Although Morison is primarily interested in Jones's activities during the Revolutionary War, he makes a number of more generally cogent observations. For instance, the United States government was in a state of nearly constant impecuniousness and was able to afford to build only one of the largest class of naval vessels, a ship of the line, during the conflict. In Morison's view, this was the status of the war at the time of the battle off Flamborough Head in September 1779, which secured Jones's fame: "The War of Independence had reached a strategic deadlock, a situation that recurred in both World Wars of the twentieth century. Each party, unable to reach a decision by fleet action or pitched land battles, resorts to raids and haphazard, desultory operations which have no military effect." That deadlock continued, according to Morison, until 1781. Morison also writes that Britain took the position "since the United States were not a recognized government but a group of rebellious provinces,...American armed ships were no better than pirates."
Morison appears to be deeply impressed by Jones's technical competence: "One of Paul Jones's praiseworthy traits was his constant desire to improve his professional knowledge." That passion for self-improvement reached fruition September 1779 off the Yorkshire coast of east-central England when a squadron which Jones commanded from the Bonhomme Richard defeated the H.M.S. Serapis in a three and one-half hour battle during which those ships were locked in what Morison describes as a "deadly embrace." (Bonhomme Richard sank during the aftermath of the fierce fighting.) It was during this battle that Jones defiantly refused to surrender with the immortal phrase: "I have not yet begun to fight." According to Morison, "[c]asualties were heavy for an eighteenth-century naval battle. Jones estimated his loss at 150 killed and wounded out of a total of 322." Morison writes that Jones was at his "pinnacle of fame" in late 1779, and, when he visited France, which was allied with the U.S. during the Revolutionary War, in April 1780: He became the lion of Paris, honored by everyone from the King down." When Jones returned to the United States in 1781, however, he was unable to obtain what Morison describes as a "suitable command," and he never fought again under the American flag. In 1788 and 1789, as "Kontradmiral Pavel Ivanovich Jones" he swerved in the navy of Catherine II, "the Great," Empress of Russia. When he died in 1792, he was buried in France, but, in 1905, his body was returned to the United States and now rests in the chapel of the Naval Academy in Annapolis, Maryland.

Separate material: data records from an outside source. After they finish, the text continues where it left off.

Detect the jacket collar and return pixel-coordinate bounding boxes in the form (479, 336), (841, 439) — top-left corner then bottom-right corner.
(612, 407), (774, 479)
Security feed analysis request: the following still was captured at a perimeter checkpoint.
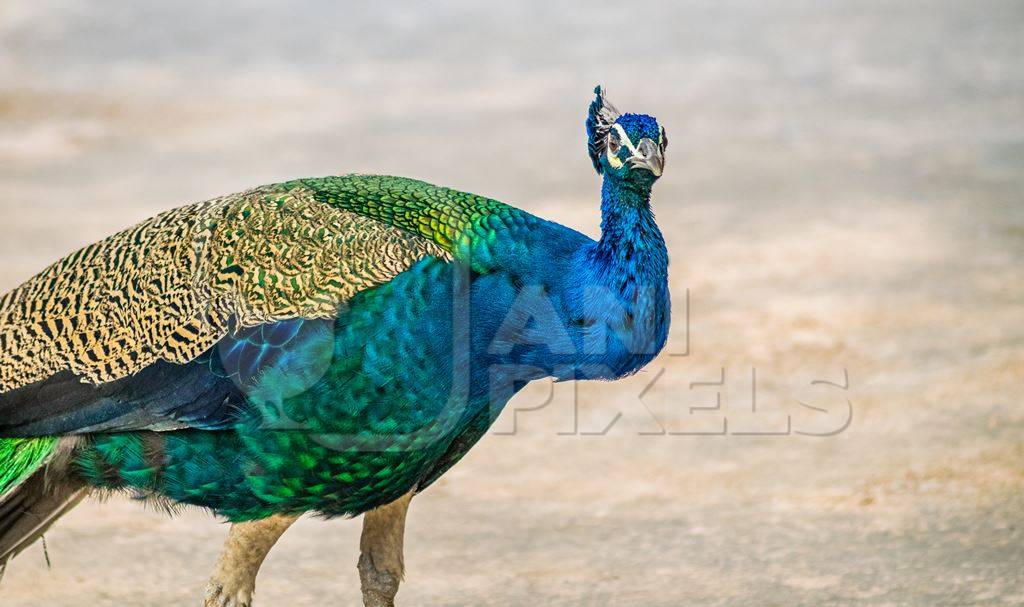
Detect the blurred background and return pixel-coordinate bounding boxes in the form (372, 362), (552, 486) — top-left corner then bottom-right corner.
(0, 0), (1024, 606)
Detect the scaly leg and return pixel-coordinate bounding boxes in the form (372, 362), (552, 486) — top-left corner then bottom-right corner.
(359, 490), (415, 607)
(204, 514), (299, 607)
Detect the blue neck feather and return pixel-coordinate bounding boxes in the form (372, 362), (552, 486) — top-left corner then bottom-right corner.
(590, 176), (668, 300)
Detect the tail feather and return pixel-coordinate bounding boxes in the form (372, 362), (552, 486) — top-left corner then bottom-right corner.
(0, 438), (88, 570)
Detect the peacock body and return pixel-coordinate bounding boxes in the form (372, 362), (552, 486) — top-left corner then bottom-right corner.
(0, 86), (670, 601)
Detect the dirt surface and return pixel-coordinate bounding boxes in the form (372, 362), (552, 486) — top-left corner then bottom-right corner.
(0, 0), (1024, 607)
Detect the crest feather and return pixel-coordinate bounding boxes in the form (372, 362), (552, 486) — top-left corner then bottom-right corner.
(587, 85), (620, 174)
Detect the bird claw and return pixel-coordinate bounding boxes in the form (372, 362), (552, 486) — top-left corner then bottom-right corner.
(203, 579), (253, 607)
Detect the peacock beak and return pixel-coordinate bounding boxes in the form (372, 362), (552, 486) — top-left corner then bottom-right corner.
(626, 137), (665, 177)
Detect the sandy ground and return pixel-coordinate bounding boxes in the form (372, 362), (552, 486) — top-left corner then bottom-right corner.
(0, 0), (1024, 607)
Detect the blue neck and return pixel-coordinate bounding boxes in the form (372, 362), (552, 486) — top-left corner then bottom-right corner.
(591, 176), (668, 295)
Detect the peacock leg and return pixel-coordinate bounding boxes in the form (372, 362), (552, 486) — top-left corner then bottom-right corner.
(359, 490), (415, 607)
(204, 514), (299, 607)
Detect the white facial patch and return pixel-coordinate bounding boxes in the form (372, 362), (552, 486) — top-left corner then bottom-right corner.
(606, 124), (640, 169)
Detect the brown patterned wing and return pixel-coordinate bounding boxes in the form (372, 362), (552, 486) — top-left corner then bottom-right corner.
(0, 182), (450, 393)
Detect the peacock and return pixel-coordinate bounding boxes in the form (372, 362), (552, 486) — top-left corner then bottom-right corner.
(0, 86), (670, 607)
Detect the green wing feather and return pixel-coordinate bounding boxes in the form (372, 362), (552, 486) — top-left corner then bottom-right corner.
(0, 437), (57, 496)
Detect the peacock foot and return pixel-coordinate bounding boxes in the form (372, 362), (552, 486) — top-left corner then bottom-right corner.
(203, 572), (256, 607)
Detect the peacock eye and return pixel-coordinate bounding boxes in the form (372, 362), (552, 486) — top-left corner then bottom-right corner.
(608, 131), (623, 155)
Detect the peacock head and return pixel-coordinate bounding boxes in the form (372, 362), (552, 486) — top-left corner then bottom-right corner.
(587, 86), (669, 187)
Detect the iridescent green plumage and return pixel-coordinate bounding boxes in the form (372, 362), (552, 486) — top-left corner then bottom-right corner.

Jones's nasty temper is frequently on display. Morison remarks on various occasions that his crews were "disobedient," "sullen," and "surly." Which was cause and which was effect is difficult to ascertain. Jones clearly was an overbearing commander, which may explain, though does not excuse, his crews' bad attitudes. On one occasion Jones had one of his officers "placed under arrest for insubordination [giving the officer] a chance to clear it up, and Jones was unwilling to admit his error." It is not prudent to compare events during war in the late 18th century to the peace and prosperity of our own time, but no reader of this book will be impressed by Jones's interpersonal skills.
Morison makes numerous references to "prize money," the curious, but apparently then-universal, practice of rewarding captains and their crews in cash for capturing enemy ships. The fact that Jones pursued prize money with vigor may raise additional doubts about his character, but I would guess Morison believed that Jones simply followed a custom which probably motivated many successful naval captains of his time.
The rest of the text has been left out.